Google, Amazon, Netflix gibi devler de dahil olmak üzere önde gelen teknoloji firmaları son beş yılda yapay zeka için yaklaşık 30 milyar dolar harcadı
Çevrim içi ürünü somutlaştıran bu sistem, karar vermede önemli bir mekanizma. Yapılan araştırmalar da bunu doğrular nitelikte. Retail Perceptions tarafından yapılan bir araştırmaya göre, sanal ortamda alışveriş yapanların yüzde 61’i AR talep ederken, yüzde 40’ı AR aracılığı ile deneyimleyebilecekleri bir ürün için daha fazlasını ödemeye istekli bakıyor.
Sosyal Alışveriş Artıyor
Bugünün satıcıları, sosyal medya platformlarında reklam vermekten çok daha fazlasını yapıyor. Sosyal medyanın satış yeteneklerinin iyileştirilmesiyle, bu platformları kullanan müşteriler direkt olarak satın alma gerçekleştirebiliyorlar.

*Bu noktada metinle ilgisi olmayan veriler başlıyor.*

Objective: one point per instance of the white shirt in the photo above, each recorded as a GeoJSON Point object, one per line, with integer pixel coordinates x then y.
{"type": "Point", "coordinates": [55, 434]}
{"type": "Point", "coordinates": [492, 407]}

TikTok, Instagram, Twitter, Pinterest, Facebook ve YouTube, “satın al” butonlarını devreye alan ve sosyal satış özelliklerini önemli ölçüde iyileştiren sosyal medya kanalları arasında yer alıyor. Örneğin Instagram, işletmelerin gönderilerinde ve hikayelerinde ürün etiketlerini etkinleştirmelerine olanak tanıyan “alışveriş yapılabilir gönderi” özelliğini başlattı.
Facebook’un 2020’de yaptığı “Instagram Mağazaları” lansmanı da e-ticaret dünyasında ses getirdi. E-ticareti sosyal medyanın en büyük platformlarından biri ile harmanlayan bu lansman, doğrudan Amazon’u hedefliyor. Ayrıca Çin’in popüler sosyal medya platformu WeChat de Sephora ve Nike’tan Gucci ve Armani’ye kadar uzanan küresel markaları cezbeden sosyal ticaret mini programıyla e-ticaret hedeflerine yoğun bir şekilde yatırım yapıyor.
COVID-19 krizinin ortasında, küresel sosyal ticaret pazarının yüzde 31,4 gibi yüksek bir hızla artacağı tahmin ediliyor. Alışveriş yapanlar dijital alışkanlıklara bağlı kaldıkça ve hem e-ticaret hem de geleneksel perakendeciler COVID-19 sonrası ortama hızla uyum sağladıkça, sosyal ticaret 2021’de büyümeye devam edecek.
B2B Ticaret Çemberini Büyütüyor
E-ticaret artık B2C (işletmeden tüketiciye) tarafından yönetilmiyor. B2B e-ticareti son yıllarda hızlı yükselişi ile beraber koltuğu devraldı. Araştırmalar B2C ile kıyaslandığında B2B’nin geçtiğimiz sene iki kat daha yüksek artış kaydettiğini ve 2020 yılında B2B e-ticaretin 6,6 trilyon dolarlık bir ticaret hacmi oluşturduğunu gösteriyor.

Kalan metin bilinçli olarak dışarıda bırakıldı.